The 44-page agreement between the Board of Education of Taylor School District and the Taylor Federation of Teachers for the period September 7, 1972, and September 3, 1973, which is the period in dispute reads like a basic training manual with provision for chalkboards, toilets, pianos, language labs, bandrooms, teachers' rooms, lighting, ventilation, etc., ad nauseam. But there is no reference whatsoever to contact time under Article XII which is indexed as including "working conditions" and covers 7-1/2 pages and no reference at all is made to the length of the work day.
In Article IX which is entitled "daily work schedule", provision is made for senior high school teachers' daily work schedule to be five 55 minute *482 periods; junior high school teachers' daily work schedule, five teaching assignments, a study hall and a preparation period, then:
"In the elementary schools, work loads shall be as equally balanced as possible."
No testimony was taken with regard to the balancing of the workloads of the elementary school teachers.
In that same Article IX, paragraph 11 entitled, "The Length of School Day" provides as follows:
"The length of the scheduled day shall not exceed six (6) hours and forty-five (45) minutes. If not administratively possible, then it will be negotiable."
There is no testimony of any kind regarding what was administratively possible under the circumstances but I find from what meagre testimony there was, a strong intimation that it was "administratively possible" for the kindergarten teachers to face their children for two hours and forty-five minutes in the morning and two hours and forty-five minutes in the afternoon and still have plenty of time to end their work day on a total of six hours and forty-five minutes.

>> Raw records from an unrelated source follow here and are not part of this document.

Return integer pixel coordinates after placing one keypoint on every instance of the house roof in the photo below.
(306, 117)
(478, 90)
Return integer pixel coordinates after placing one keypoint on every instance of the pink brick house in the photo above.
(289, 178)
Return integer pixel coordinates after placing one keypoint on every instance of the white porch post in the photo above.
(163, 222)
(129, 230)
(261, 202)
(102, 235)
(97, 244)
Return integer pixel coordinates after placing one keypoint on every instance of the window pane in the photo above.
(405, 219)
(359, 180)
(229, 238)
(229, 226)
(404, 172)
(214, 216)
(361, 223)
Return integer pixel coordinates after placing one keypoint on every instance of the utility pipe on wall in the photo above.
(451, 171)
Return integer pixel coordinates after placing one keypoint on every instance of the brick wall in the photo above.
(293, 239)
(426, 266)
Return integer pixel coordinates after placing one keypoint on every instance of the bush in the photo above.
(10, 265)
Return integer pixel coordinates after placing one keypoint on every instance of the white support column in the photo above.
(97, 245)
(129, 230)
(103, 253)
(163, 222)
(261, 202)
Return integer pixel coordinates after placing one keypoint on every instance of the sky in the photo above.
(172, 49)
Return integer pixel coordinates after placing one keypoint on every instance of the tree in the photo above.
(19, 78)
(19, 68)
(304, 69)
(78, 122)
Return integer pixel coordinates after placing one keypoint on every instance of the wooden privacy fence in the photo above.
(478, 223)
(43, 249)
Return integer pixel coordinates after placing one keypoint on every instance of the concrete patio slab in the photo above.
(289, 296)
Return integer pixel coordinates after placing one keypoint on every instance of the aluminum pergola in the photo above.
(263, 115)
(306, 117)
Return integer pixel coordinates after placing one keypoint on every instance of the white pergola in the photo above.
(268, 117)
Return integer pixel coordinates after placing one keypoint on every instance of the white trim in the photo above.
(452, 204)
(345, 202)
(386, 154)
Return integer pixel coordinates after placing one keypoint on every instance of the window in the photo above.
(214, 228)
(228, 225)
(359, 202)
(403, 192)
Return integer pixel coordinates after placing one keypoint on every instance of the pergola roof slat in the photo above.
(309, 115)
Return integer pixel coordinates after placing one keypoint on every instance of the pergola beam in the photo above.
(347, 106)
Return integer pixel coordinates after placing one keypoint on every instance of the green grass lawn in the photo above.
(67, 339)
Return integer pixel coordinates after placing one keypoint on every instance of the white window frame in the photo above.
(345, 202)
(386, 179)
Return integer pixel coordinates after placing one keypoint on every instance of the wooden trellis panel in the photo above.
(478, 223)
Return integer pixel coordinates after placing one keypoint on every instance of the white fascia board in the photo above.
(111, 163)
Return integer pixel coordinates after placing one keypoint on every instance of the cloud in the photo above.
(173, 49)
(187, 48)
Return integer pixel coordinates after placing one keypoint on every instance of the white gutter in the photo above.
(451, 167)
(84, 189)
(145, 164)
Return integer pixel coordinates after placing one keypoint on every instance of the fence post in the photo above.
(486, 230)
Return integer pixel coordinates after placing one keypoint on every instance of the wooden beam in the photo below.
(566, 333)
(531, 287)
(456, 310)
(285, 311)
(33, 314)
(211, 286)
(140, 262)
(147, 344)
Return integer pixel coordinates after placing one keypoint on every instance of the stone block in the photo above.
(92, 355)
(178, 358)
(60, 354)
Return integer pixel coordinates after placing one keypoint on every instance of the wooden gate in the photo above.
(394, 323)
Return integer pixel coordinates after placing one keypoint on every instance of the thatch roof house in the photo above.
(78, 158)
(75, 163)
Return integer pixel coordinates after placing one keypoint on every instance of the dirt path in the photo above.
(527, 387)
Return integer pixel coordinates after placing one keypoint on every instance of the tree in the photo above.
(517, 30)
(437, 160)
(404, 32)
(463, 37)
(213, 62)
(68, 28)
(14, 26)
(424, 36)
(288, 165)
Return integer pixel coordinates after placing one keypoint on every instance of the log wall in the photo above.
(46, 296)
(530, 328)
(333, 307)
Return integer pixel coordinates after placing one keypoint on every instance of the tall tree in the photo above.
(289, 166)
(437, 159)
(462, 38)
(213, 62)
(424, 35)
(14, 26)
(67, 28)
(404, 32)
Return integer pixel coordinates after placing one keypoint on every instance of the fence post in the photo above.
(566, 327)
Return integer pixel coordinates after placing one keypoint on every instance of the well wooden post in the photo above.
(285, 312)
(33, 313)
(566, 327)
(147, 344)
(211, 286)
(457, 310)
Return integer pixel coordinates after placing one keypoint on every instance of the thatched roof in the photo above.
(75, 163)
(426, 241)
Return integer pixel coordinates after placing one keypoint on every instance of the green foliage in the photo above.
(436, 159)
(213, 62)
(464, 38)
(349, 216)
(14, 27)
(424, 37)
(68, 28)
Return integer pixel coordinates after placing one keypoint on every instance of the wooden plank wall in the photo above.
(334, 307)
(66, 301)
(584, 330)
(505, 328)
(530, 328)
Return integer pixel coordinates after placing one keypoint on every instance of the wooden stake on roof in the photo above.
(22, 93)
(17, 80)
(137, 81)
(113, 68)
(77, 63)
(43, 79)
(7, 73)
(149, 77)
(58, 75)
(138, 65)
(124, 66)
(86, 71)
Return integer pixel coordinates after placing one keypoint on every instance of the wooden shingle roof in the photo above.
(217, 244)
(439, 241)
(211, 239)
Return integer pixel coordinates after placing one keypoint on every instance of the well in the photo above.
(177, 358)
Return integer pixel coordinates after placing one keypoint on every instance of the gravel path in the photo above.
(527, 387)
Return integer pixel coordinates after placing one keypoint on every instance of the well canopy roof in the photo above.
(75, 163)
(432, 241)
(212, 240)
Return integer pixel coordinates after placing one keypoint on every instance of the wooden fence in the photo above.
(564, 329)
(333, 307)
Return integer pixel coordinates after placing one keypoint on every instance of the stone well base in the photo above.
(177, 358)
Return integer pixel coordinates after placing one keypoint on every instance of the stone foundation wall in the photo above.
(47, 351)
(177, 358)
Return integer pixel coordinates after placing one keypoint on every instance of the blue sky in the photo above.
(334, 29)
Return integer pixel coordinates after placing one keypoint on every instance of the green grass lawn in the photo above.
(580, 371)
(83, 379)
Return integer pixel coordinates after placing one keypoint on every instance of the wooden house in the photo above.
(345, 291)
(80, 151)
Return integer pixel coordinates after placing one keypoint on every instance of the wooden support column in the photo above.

It was the board's position that historically in the district, normal contact time for the kindergarten classes was two hours and forty-five minutes; that it was "long-standing policy" suspended only for two years because of an impediment in the busing schedule. Furthermore that during those two years of economic difficulty there were inadequate classrooms and it was building additional elementary classrooms. It was argued that in some places it had to double the classrooms in some elementary schools.
*483 I would hold under the circumstances of this case that the intent of the parties, including the practice, usage, and custom of the school system is relevant to the interpretation of the contract term "other working conditions" as is amply demonstrated by the arbitrator's opinion which is full of resolutions of questions of fact. Summary judgment was inappropriate for the resolution of this dispute.
I would reverse.
NOTES
[1] We have attempted, unsuccessfully, to discover the factual dispute that the board claims made summary judgment inappropriate.